# 1. Data Pre-Processing

This notebook contains my version of image data pre-processing. The dataset I used to train the model is [FUNSD Dataset](https://guillaumejaume.github.io/FUNSD/dataset.zip). I downloaded the dataset, and save it to my local directory. 

The main goal of this notebook is to create a directory containing the bad version of my training dataset, and actually labeling it with the good version image (original image).

In [27]:
# Importing things
import os
import time
import traceback
import numpy
from numpy import asarray
from pathlib import Path
from PIL import Image
from datetime import datetime
from tensorflow.keras.utils import img_to_array
from tensorflow.keras.preprocessing.image import load_img

Here we define some parameters:

| Parameter Name | Description |
|---|---|
| `SCALE` | Resizing scale factor |
| `INPUT_DIM` | Input and Output patch sizes |
| `PAD` | Padding that need to be added to output patches |
| `STRIDE` | Larger STRIDE will result in higher pixel skipping. Which will reduce more image quality. On the dzlab's github, `STRIDE` explained as *"the stride which is the number of pixels we'll slide both in the horizontal and vertical axes to extract patches"* |

In [28]:
SCALE = 2.0
INPUT_DIM = 33
LABEL_SIZE = 21
PAD = int((INPUT_DIM - LABEL_SIZE) / 2.0)
STRIDE = 14

### 1.1 Making support functions
This part is making support function to actually reducing the image quality for the testing data. 

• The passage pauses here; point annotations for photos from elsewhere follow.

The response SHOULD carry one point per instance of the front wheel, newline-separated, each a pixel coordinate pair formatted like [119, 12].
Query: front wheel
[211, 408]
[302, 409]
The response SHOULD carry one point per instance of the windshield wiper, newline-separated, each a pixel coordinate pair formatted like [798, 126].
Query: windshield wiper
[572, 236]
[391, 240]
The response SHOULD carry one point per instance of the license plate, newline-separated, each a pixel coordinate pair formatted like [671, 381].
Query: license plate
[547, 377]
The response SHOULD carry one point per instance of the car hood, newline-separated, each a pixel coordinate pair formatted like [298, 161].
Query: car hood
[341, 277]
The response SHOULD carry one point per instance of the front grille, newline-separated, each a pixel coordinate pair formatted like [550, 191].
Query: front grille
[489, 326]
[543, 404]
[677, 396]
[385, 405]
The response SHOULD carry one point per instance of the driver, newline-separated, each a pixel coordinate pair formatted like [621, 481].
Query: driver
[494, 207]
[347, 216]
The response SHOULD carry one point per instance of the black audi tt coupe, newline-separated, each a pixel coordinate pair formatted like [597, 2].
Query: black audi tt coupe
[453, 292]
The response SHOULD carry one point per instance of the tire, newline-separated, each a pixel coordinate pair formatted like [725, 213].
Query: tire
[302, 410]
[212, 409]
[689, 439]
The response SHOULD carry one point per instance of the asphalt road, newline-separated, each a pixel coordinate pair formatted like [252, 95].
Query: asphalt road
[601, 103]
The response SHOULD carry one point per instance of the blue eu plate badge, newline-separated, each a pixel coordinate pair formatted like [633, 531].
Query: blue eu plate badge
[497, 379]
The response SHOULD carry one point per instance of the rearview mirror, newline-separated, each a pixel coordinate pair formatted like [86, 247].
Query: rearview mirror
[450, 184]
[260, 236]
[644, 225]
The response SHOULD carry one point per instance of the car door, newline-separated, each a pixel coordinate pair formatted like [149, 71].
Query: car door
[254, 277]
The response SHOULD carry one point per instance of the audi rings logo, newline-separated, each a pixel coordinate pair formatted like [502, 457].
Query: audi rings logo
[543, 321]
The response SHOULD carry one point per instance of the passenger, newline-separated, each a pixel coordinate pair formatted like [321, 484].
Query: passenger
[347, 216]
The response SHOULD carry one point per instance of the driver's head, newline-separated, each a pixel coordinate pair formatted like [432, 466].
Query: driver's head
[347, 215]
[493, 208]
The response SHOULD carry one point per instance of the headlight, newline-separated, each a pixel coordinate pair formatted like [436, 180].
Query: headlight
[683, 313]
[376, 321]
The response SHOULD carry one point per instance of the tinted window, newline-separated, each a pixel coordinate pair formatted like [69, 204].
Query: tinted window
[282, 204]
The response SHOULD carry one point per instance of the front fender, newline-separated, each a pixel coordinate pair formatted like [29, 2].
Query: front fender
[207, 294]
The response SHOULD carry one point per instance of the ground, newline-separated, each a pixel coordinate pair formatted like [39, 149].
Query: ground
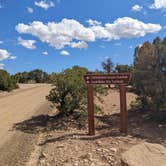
[19, 105]
[73, 147]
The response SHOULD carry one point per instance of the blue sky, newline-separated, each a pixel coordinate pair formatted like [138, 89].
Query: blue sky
[55, 34]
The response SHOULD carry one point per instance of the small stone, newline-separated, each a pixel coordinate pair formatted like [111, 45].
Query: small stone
[98, 142]
[160, 126]
[92, 164]
[76, 163]
[113, 150]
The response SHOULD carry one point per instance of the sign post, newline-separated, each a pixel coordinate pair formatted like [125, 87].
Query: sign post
[123, 109]
[121, 79]
[91, 111]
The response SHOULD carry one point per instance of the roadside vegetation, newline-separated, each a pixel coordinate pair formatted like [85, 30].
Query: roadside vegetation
[150, 75]
[70, 91]
[7, 82]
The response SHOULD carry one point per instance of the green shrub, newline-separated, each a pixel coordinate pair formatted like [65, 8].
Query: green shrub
[70, 91]
[7, 83]
[150, 73]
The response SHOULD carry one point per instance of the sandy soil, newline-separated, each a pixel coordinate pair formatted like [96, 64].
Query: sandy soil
[74, 147]
[16, 107]
[46, 145]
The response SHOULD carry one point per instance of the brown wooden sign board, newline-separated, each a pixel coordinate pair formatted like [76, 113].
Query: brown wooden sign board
[112, 78]
[121, 79]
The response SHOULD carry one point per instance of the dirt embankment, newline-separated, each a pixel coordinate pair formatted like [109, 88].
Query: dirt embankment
[17, 106]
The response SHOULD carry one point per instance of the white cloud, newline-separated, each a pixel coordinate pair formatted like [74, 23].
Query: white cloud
[65, 53]
[118, 44]
[27, 43]
[70, 32]
[93, 22]
[29, 9]
[80, 44]
[158, 4]
[45, 53]
[127, 27]
[13, 57]
[2, 66]
[137, 8]
[59, 34]
[4, 54]
[45, 4]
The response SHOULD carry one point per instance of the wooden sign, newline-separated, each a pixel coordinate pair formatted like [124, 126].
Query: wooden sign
[121, 79]
[112, 78]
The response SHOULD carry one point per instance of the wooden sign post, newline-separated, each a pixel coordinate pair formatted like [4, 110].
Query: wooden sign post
[121, 79]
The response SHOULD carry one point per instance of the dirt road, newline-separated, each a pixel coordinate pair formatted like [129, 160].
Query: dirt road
[17, 107]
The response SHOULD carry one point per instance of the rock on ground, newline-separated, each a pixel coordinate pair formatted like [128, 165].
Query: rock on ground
[145, 154]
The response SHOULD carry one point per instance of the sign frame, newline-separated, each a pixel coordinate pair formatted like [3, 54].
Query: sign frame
[121, 79]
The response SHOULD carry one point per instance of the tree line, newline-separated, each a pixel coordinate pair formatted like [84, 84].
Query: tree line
[69, 92]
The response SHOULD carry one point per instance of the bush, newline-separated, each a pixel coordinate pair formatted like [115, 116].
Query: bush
[150, 73]
[36, 76]
[7, 83]
[70, 91]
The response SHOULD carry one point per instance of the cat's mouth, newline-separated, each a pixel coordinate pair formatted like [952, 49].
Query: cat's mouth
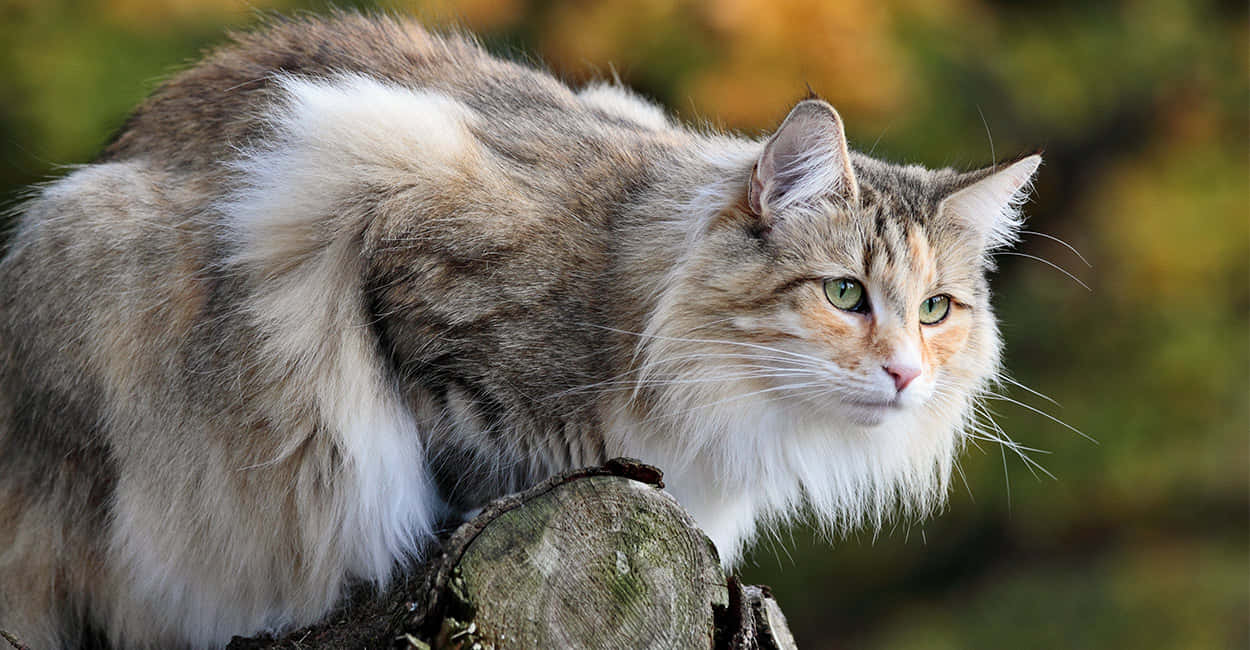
[873, 411]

List functions to be made:

1. `resize_image` 
As its name suggests, this function will resize the image by the specified factor. 

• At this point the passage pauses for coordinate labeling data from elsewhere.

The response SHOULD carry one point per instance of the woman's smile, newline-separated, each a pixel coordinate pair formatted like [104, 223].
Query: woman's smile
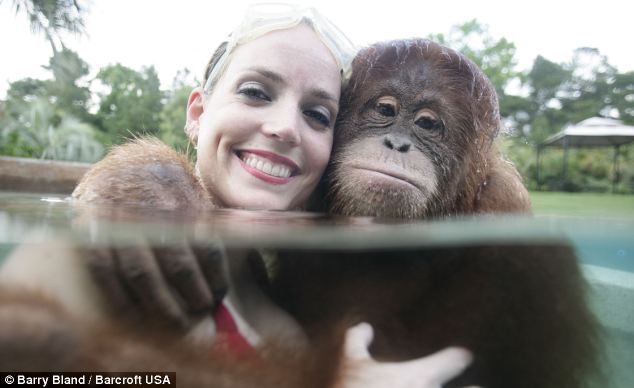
[268, 166]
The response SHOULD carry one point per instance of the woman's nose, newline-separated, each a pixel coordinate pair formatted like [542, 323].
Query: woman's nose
[284, 125]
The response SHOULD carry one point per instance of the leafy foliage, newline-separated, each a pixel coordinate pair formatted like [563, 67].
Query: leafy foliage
[131, 102]
[61, 118]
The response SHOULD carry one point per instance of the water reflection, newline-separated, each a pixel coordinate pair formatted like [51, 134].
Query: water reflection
[604, 247]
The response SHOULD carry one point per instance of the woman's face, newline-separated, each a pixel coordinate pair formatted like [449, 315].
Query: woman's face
[264, 134]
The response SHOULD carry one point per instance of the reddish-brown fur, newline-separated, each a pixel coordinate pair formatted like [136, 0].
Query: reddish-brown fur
[520, 309]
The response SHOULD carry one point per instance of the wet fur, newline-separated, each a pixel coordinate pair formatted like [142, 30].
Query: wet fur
[520, 309]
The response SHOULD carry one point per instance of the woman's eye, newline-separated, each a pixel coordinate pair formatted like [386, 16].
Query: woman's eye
[321, 118]
[254, 92]
[386, 110]
[426, 122]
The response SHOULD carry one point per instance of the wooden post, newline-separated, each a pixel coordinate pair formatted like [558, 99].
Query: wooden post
[537, 177]
[615, 168]
[564, 173]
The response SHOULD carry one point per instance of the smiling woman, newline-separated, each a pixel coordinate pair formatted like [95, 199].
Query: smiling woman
[264, 132]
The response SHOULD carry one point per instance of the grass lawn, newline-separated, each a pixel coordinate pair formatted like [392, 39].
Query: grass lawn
[583, 204]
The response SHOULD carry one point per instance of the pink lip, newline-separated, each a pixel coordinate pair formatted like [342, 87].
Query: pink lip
[278, 159]
[273, 157]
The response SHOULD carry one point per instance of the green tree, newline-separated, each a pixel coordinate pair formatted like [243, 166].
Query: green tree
[39, 130]
[131, 102]
[53, 17]
[496, 57]
[172, 117]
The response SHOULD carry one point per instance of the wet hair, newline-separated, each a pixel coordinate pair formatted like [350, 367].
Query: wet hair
[213, 61]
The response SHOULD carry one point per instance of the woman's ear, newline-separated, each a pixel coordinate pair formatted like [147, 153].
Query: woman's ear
[195, 108]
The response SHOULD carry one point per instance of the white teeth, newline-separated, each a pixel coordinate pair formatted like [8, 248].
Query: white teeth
[267, 168]
[278, 170]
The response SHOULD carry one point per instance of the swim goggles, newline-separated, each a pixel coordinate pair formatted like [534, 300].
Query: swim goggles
[262, 18]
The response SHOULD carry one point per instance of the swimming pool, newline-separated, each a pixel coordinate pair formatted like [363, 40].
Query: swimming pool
[605, 246]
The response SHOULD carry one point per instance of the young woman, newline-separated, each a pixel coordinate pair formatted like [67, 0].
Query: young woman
[262, 125]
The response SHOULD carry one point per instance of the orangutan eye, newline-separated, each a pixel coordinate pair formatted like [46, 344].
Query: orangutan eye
[427, 119]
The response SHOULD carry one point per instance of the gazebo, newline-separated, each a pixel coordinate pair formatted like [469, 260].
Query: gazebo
[592, 132]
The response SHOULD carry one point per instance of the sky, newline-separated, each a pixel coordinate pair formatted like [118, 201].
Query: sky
[174, 34]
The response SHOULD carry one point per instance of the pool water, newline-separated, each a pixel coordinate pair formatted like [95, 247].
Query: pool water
[605, 246]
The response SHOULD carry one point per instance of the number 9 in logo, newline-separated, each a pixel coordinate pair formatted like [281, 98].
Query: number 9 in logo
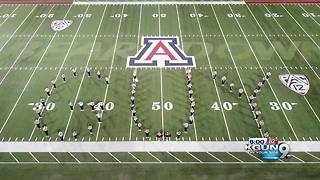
[283, 149]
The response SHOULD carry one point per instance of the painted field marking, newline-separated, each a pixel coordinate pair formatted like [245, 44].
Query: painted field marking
[155, 157]
[276, 51]
[234, 64]
[94, 157]
[257, 60]
[54, 157]
[194, 157]
[214, 157]
[51, 89]
[300, 26]
[298, 158]
[114, 157]
[23, 90]
[112, 61]
[25, 47]
[254, 157]
[34, 157]
[294, 44]
[138, 40]
[161, 83]
[83, 75]
[74, 157]
[310, 16]
[177, 163]
[134, 157]
[175, 157]
[209, 62]
[182, 46]
[9, 15]
[313, 156]
[234, 157]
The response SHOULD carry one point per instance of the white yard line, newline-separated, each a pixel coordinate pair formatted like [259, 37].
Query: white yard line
[294, 44]
[313, 156]
[194, 157]
[154, 157]
[214, 157]
[144, 146]
[301, 27]
[234, 157]
[157, 2]
[255, 157]
[84, 72]
[276, 51]
[51, 89]
[34, 157]
[211, 71]
[161, 83]
[233, 61]
[175, 157]
[111, 66]
[13, 108]
[74, 157]
[94, 157]
[54, 157]
[138, 40]
[298, 158]
[10, 15]
[14, 157]
[179, 24]
[176, 163]
[310, 16]
[180, 33]
[24, 48]
[114, 157]
[96, 36]
[134, 157]
[257, 60]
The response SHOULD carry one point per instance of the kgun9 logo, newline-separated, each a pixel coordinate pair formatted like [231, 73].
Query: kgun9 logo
[269, 148]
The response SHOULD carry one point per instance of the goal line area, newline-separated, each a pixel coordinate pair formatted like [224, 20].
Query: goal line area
[146, 146]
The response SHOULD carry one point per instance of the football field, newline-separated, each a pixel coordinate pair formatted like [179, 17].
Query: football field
[239, 41]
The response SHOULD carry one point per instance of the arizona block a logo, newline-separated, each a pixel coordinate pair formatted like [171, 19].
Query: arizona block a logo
[160, 52]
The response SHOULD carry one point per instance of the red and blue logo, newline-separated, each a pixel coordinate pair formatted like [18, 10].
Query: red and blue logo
[159, 52]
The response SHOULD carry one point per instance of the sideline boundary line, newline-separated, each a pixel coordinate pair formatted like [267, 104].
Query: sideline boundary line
[159, 3]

If you want to downsample the image, you can set the factor by 1 / x or x / 100.
If you want to upsample the image, you can set the factor by x

2. convert_image_to_array
As its name suggests, this function will convert a raw image data to a numpy array. You may notice that this function is only contains 1 line, but trust me, as a skilled-issue user (me), you may want to do this for better understanding of the function.

3. downsize_upsize_image
This function will downsample, and then upsample the image. It says, if this happen, for some reason the image will be start degraded on its quality.

4. tight_crop_image
This function will 

5. crop_input
This function will slice through the input image to the destinated dimension.

6. crop_output
This function will slice through the target image to the destinated dimension.

In [29]:
# resize_image
def resize_image(image_array, factor):
    original_image = Image.fromarray(image_array)

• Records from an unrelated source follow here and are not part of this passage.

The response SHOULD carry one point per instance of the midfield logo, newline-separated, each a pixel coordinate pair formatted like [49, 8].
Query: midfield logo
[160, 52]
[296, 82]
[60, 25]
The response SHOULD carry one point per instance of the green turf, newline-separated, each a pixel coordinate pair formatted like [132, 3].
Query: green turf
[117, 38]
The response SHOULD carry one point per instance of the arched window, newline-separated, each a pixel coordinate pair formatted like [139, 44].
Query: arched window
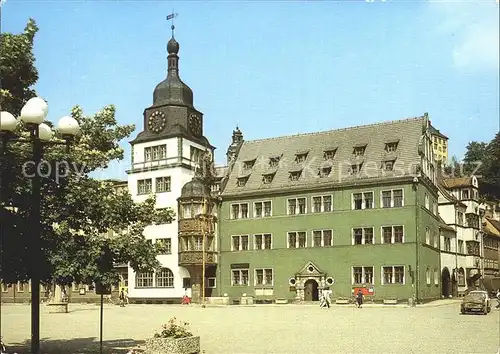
[165, 278]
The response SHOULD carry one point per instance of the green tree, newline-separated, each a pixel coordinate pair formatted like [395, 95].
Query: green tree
[77, 211]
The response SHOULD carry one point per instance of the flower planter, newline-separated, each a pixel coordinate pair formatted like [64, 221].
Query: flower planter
[187, 345]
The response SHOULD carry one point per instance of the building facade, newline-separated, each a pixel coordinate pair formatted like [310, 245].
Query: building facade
[164, 157]
[348, 209]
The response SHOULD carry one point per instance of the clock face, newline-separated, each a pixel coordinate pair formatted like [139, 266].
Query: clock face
[156, 122]
[195, 124]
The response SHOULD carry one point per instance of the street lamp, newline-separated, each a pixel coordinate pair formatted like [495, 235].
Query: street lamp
[32, 115]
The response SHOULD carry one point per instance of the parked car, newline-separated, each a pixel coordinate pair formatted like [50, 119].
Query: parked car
[476, 301]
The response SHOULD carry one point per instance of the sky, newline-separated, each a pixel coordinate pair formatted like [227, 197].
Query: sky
[273, 68]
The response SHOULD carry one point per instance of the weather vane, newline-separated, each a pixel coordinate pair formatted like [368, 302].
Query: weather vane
[171, 17]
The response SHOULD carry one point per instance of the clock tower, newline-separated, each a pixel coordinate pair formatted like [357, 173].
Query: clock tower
[165, 156]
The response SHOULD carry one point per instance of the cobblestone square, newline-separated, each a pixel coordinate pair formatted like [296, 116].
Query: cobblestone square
[263, 329]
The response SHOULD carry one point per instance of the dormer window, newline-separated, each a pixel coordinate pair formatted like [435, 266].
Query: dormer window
[301, 157]
[356, 168]
[359, 150]
[391, 146]
[248, 165]
[329, 154]
[242, 181]
[268, 178]
[295, 175]
[325, 171]
[388, 165]
[274, 161]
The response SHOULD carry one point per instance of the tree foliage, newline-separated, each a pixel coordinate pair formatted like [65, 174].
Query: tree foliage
[87, 226]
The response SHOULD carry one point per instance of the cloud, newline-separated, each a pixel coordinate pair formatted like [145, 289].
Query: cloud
[473, 27]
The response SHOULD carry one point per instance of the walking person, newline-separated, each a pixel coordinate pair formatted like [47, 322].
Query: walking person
[122, 298]
[359, 298]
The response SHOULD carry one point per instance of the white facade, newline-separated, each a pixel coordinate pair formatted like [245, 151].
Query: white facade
[166, 165]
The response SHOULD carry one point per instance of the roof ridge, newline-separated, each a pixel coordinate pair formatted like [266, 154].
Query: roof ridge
[336, 130]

    new_size = numpy.array(original_image.size) * factor
    new_size = new_size.astype(numpy.int32)
    new_size = tuple(new_size)

    resized = original_image.resize(new_size)
    resized = img_to_array(resized)
    resized = resized.astype(numpy.uint8)
    
    return resized


# convert image to array
# This function will convert an image to numpy array spatial data.
# @param
#  - str image_path
# 
# @return 
#  - numpy array
def convert_image_to_array(image_path):
    return asarray(Image.open(image_path))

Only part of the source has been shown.